Sunday, September 14, 2014

Revisiting Gibson

A day off from work gave me a good excuse to spend the day with Hamlet.  It was a return to the first performance that I had ever seen, Franco Zeffirelli's film starring Mel Gibson.  I forget when I saw it for the first time, but it was shortly after its theatrical release (and before I had read the text).  I recall watching it on a "new release" VHS copy rented from a video store.  I guess that dates me.  This time I watched it on DVD (a somewhat less obsolete format) as one more among many versions.

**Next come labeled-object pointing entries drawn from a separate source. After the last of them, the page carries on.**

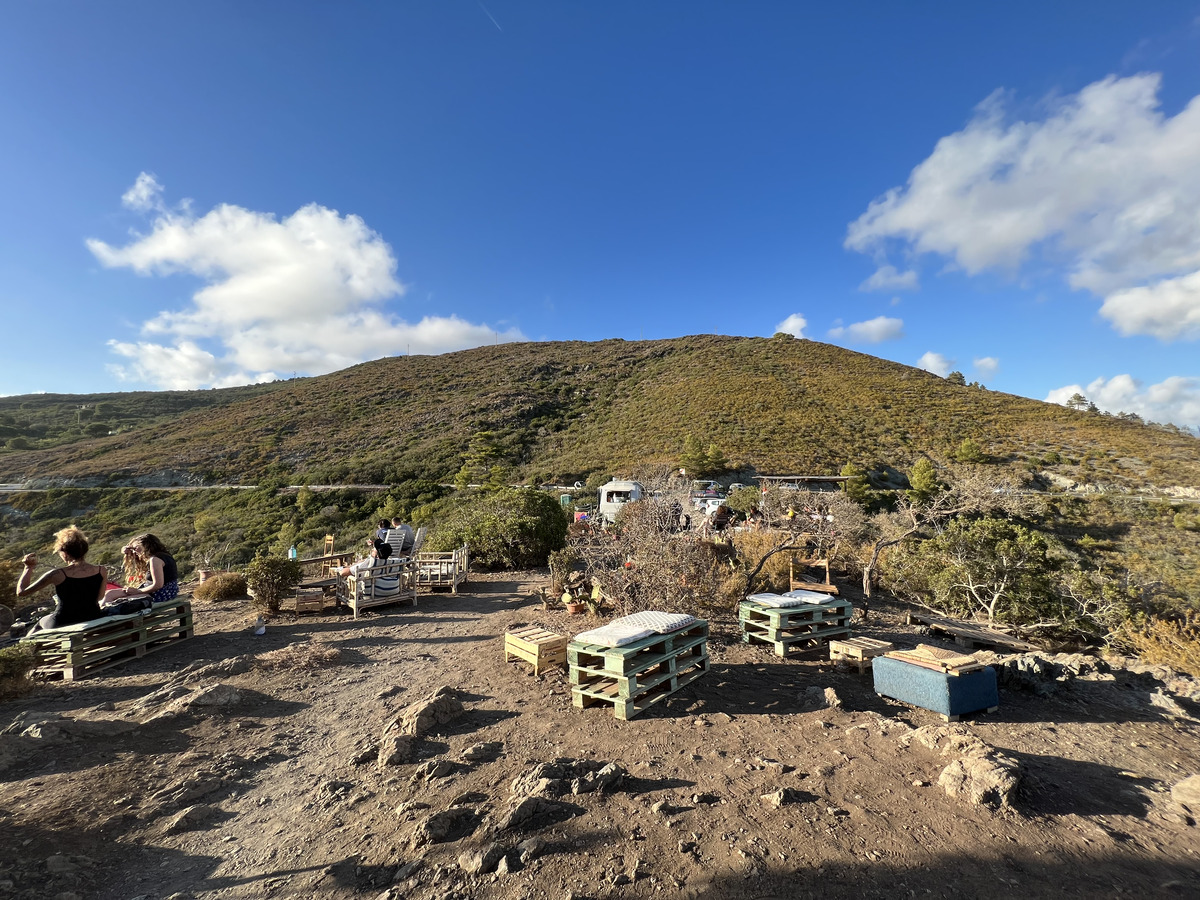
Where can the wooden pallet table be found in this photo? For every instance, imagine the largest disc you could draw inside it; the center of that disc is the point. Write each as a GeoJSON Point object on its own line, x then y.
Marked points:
{"type": "Point", "coordinates": [635, 677]}
{"type": "Point", "coordinates": [109, 642]}
{"type": "Point", "coordinates": [535, 645]}
{"type": "Point", "coordinates": [793, 628]}
{"type": "Point", "coordinates": [858, 651]}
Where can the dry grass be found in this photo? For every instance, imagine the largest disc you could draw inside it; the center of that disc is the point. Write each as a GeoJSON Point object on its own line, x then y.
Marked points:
{"type": "Point", "coordinates": [304, 657]}
{"type": "Point", "coordinates": [1167, 642]}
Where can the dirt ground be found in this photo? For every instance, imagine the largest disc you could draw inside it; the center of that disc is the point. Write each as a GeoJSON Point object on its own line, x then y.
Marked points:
{"type": "Point", "coordinates": [265, 783]}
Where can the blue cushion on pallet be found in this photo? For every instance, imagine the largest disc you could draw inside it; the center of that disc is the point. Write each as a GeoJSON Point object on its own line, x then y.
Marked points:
{"type": "Point", "coordinates": [937, 691]}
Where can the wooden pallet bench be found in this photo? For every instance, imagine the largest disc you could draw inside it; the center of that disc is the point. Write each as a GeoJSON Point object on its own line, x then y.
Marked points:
{"type": "Point", "coordinates": [100, 645]}
{"type": "Point", "coordinates": [858, 651]}
{"type": "Point", "coordinates": [793, 628]}
{"type": "Point", "coordinates": [637, 676]}
{"type": "Point", "coordinates": [535, 645]}
{"type": "Point", "coordinates": [443, 569]}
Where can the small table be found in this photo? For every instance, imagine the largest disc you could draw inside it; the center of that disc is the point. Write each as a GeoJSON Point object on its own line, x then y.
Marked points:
{"type": "Point", "coordinates": [858, 651]}
{"type": "Point", "coordinates": [535, 645]}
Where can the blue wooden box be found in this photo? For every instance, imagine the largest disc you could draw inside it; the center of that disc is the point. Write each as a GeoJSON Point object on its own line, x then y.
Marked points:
{"type": "Point", "coordinates": [937, 691]}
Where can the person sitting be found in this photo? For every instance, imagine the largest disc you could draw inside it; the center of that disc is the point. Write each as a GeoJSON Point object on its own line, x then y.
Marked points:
{"type": "Point", "coordinates": [401, 538]}
{"type": "Point", "coordinates": [379, 553]}
{"type": "Point", "coordinates": [151, 569]}
{"type": "Point", "coordinates": [78, 586]}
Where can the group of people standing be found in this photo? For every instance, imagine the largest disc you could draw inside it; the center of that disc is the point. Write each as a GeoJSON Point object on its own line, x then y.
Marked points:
{"type": "Point", "coordinates": [83, 592]}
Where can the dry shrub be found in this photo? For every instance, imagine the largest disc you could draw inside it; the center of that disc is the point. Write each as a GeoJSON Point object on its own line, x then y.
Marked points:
{"type": "Point", "coordinates": [225, 586]}
{"type": "Point", "coordinates": [299, 657]}
{"type": "Point", "coordinates": [1167, 642]}
{"type": "Point", "coordinates": [16, 663]}
{"type": "Point", "coordinates": [753, 546]}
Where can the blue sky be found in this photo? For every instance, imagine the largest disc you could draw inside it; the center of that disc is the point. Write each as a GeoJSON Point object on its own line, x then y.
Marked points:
{"type": "Point", "coordinates": [198, 195]}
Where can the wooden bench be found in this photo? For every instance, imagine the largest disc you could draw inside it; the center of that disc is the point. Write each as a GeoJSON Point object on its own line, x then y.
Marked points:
{"type": "Point", "coordinates": [394, 582]}
{"type": "Point", "coordinates": [535, 645]}
{"type": "Point", "coordinates": [789, 628]}
{"type": "Point", "coordinates": [78, 651]}
{"type": "Point", "coordinates": [436, 568]}
{"type": "Point", "coordinates": [637, 676]}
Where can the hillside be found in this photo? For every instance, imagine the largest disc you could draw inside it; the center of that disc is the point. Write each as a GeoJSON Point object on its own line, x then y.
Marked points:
{"type": "Point", "coordinates": [564, 409]}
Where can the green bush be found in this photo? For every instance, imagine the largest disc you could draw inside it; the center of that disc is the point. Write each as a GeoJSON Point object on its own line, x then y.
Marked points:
{"type": "Point", "coordinates": [269, 579]}
{"type": "Point", "coordinates": [223, 586]}
{"type": "Point", "coordinates": [16, 664]}
{"type": "Point", "coordinates": [511, 528]}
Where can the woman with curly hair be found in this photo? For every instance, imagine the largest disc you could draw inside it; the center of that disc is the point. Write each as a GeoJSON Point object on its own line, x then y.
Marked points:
{"type": "Point", "coordinates": [150, 568]}
{"type": "Point", "coordinates": [78, 586]}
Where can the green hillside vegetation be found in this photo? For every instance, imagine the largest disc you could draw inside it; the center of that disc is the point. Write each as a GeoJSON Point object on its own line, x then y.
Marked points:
{"type": "Point", "coordinates": [567, 412]}
{"type": "Point", "coordinates": [562, 411]}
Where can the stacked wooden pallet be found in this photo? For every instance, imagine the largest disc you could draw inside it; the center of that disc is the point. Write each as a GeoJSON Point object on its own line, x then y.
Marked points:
{"type": "Point", "coordinates": [76, 652]}
{"type": "Point", "coordinates": [793, 628]}
{"type": "Point", "coordinates": [637, 676]}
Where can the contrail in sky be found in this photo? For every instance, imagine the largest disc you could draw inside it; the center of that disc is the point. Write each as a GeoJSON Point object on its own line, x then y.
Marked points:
{"type": "Point", "coordinates": [490, 16]}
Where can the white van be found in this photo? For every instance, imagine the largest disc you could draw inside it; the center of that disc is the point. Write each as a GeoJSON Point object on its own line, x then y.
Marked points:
{"type": "Point", "coordinates": [616, 495]}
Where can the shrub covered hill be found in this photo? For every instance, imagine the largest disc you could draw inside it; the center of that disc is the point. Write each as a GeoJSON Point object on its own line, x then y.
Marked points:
{"type": "Point", "coordinates": [562, 411]}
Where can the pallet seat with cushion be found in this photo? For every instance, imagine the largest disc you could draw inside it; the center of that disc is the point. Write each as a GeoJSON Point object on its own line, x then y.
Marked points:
{"type": "Point", "coordinates": [394, 582]}
{"type": "Point", "coordinates": [77, 651]}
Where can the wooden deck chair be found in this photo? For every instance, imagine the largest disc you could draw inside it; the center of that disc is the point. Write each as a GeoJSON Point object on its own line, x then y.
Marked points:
{"type": "Point", "coordinates": [327, 567]}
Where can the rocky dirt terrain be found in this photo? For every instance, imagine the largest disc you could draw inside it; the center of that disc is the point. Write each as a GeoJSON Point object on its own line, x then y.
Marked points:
{"type": "Point", "coordinates": [400, 756]}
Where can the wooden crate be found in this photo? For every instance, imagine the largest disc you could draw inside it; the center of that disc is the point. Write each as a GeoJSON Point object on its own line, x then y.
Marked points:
{"type": "Point", "coordinates": [535, 645]}
{"type": "Point", "coordinates": [111, 642]}
{"type": "Point", "coordinates": [793, 628]}
{"type": "Point", "coordinates": [858, 651]}
{"type": "Point", "coordinates": [637, 676]}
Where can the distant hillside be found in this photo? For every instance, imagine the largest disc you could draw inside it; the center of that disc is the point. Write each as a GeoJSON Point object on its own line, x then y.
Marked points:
{"type": "Point", "coordinates": [564, 409]}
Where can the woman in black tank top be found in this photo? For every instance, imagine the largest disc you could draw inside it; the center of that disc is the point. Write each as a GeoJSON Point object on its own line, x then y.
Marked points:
{"type": "Point", "coordinates": [78, 586]}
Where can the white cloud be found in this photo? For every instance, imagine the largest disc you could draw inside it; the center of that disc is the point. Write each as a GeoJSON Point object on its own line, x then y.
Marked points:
{"type": "Point", "coordinates": [793, 324]}
{"type": "Point", "coordinates": [935, 363]}
{"type": "Point", "coordinates": [875, 330]}
{"type": "Point", "coordinates": [301, 294]}
{"type": "Point", "coordinates": [987, 366]}
{"type": "Point", "coordinates": [144, 196]}
{"type": "Point", "coordinates": [1174, 400]}
{"type": "Point", "coordinates": [1103, 181]}
{"type": "Point", "coordinates": [886, 277]}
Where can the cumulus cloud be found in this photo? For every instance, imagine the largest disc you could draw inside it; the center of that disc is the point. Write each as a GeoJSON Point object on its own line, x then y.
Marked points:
{"type": "Point", "coordinates": [987, 366]}
{"type": "Point", "coordinates": [935, 363]}
{"type": "Point", "coordinates": [1102, 181]}
{"type": "Point", "coordinates": [298, 294]}
{"type": "Point", "coordinates": [793, 324]}
{"type": "Point", "coordinates": [1174, 400]}
{"type": "Point", "coordinates": [886, 277]}
{"type": "Point", "coordinates": [875, 330]}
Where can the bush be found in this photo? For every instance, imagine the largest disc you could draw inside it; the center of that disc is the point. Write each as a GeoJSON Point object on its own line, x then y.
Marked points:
{"type": "Point", "coordinates": [269, 579]}
{"type": "Point", "coordinates": [16, 664]}
{"type": "Point", "coordinates": [1165, 642]}
{"type": "Point", "coordinates": [510, 528]}
{"type": "Point", "coordinates": [223, 586]}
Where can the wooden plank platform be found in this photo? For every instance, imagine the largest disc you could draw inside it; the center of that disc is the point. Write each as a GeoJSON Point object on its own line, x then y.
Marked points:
{"type": "Point", "coordinates": [637, 676]}
{"type": "Point", "coordinates": [76, 654]}
{"type": "Point", "coordinates": [535, 645]}
{"type": "Point", "coordinates": [971, 635]}
{"type": "Point", "coordinates": [858, 651]}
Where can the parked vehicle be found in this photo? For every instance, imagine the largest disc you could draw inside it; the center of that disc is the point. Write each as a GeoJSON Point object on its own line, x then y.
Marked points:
{"type": "Point", "coordinates": [616, 495]}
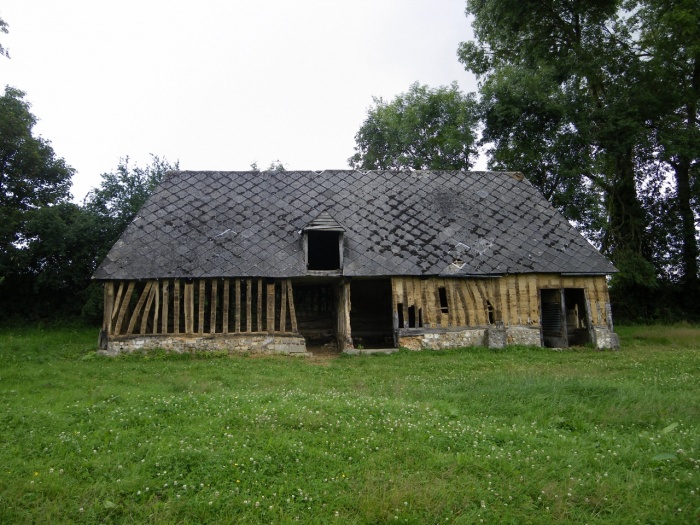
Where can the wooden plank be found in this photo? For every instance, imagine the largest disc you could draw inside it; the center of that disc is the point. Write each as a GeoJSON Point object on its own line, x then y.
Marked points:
{"type": "Point", "coordinates": [248, 305]}
{"type": "Point", "coordinates": [271, 308]}
{"type": "Point", "coordinates": [225, 306]}
{"type": "Point", "coordinates": [292, 311]}
{"type": "Point", "coordinates": [139, 306]}
{"type": "Point", "coordinates": [119, 298]}
{"type": "Point", "coordinates": [124, 306]}
{"type": "Point", "coordinates": [108, 307]}
{"type": "Point", "coordinates": [283, 307]}
{"type": "Point", "coordinates": [213, 304]}
{"type": "Point", "coordinates": [189, 308]}
{"type": "Point", "coordinates": [156, 311]}
{"type": "Point", "coordinates": [260, 296]}
{"type": "Point", "coordinates": [149, 303]}
{"type": "Point", "coordinates": [166, 306]}
{"type": "Point", "coordinates": [237, 299]}
{"type": "Point", "coordinates": [200, 323]}
{"type": "Point", "coordinates": [176, 306]}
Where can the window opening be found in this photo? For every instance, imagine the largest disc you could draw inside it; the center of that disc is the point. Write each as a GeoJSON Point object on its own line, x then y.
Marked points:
{"type": "Point", "coordinates": [443, 300]}
{"type": "Point", "coordinates": [323, 250]}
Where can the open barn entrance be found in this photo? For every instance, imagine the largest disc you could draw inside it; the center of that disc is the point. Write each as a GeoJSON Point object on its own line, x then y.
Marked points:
{"type": "Point", "coordinates": [315, 306]}
{"type": "Point", "coordinates": [565, 317]}
{"type": "Point", "coordinates": [370, 314]}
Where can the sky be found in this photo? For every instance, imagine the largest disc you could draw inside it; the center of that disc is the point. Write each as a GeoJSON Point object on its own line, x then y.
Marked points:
{"type": "Point", "coordinates": [218, 85]}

I discovered soon into the film that this is not Hamlet.  Rather, it is a film based on the Shakespearean play of that name.  That it is billed as "adapted from the play" says something.  It makes little sense to compare it to a stage production, as they are completely different beasts.  A film allows the luxury of numerous lush sets, novel camera work, cuts and dissolves.  This film is terrific in those aspects.  The production is visually stunning in cinematography and costuming.  The big-name cast is top-notch.

I found the screenplay to be a mess.  This is a function of having seen many stage productions and having a sense for what goes where in the play.  The film script is heavily edited to reduce it to a running time of 135 minutes, and as a result it is incredibly disjointed from Shakespeare's original.  While I could spend much time recounting this (and the Internet probably has much of this discussion already), one egregious example occurs in the middle of the film.  It begins with the nunnery scene.  The dialogue between Hamlet and Ophelia does not include the word "nunnery," and Hamlet knows all along that they are being watched.  Following the interaction, it is decided that Hamlet must go to England.

Cut to a tomb, in which Hamlet speaks the "To be or not to be" soliloquy.  It is a great setting for what Mel Gibson calls "a speech about a Catch-22," and he delivers it exceedingly well.  The speech dissolves into Hamlet on horseback and then on a shore, sunbathing.  Enter Rosencrantz and Guildenstern for their first appearance.  There had been no introductory conversation between them and Gertrude and Claudius.  They chat with Hamlet, he states that man delights not him and the players enter.  There is no discussion between the players and Hamlet, and there is no speech about "rugged Pyrrhus."  They are off-screen quickly and Hamlet dives into the "rogue and peasant slave" soliloquy with no introduction and no context.  The "Murder of Gonzago" scene likewise was rewritten.  Polonius' description of the actors' talents (tragical historical, etc.) moves there, as does the actual nunnery dialogue between Hamlet and Ophelia.

Revisiting the film these many years later made for an interesting viewing experience.  More interesting at this point, though, were the two documentaries on the DVD.  Themes and questions that have surfaced in previous posts and in my own reflection on Hamlet were discussed by the cast and crew.  One such question is that of the problem of Hamlet.  As Gibson puts it, Hamlet's main problem is that no one understands him.  How is the problem solved?  There is no definite answer.  The actor just wanders in and goes crazy.  Ironically, though, Gibson calls Hamlet "the one voice of sanity throughout the play."  The character is very personal to the actor portraying him, which leaves the actor "pretty much on [his] own."  It's more than a part; it's an "assault on [the actor's] personality."

The contrast between Hamlet on stage on Hamlet on film is addressed by Mel Gibson.  As he states bluntly, "Film is not really the place for Hamlet."  To his mind, Hamlet is for the live stage.  It is a work to be redone night after night, "taking risks, getting it wrong, making it better."  While this film version is good in its own right, it made me appreciate a straightforward stage version even more.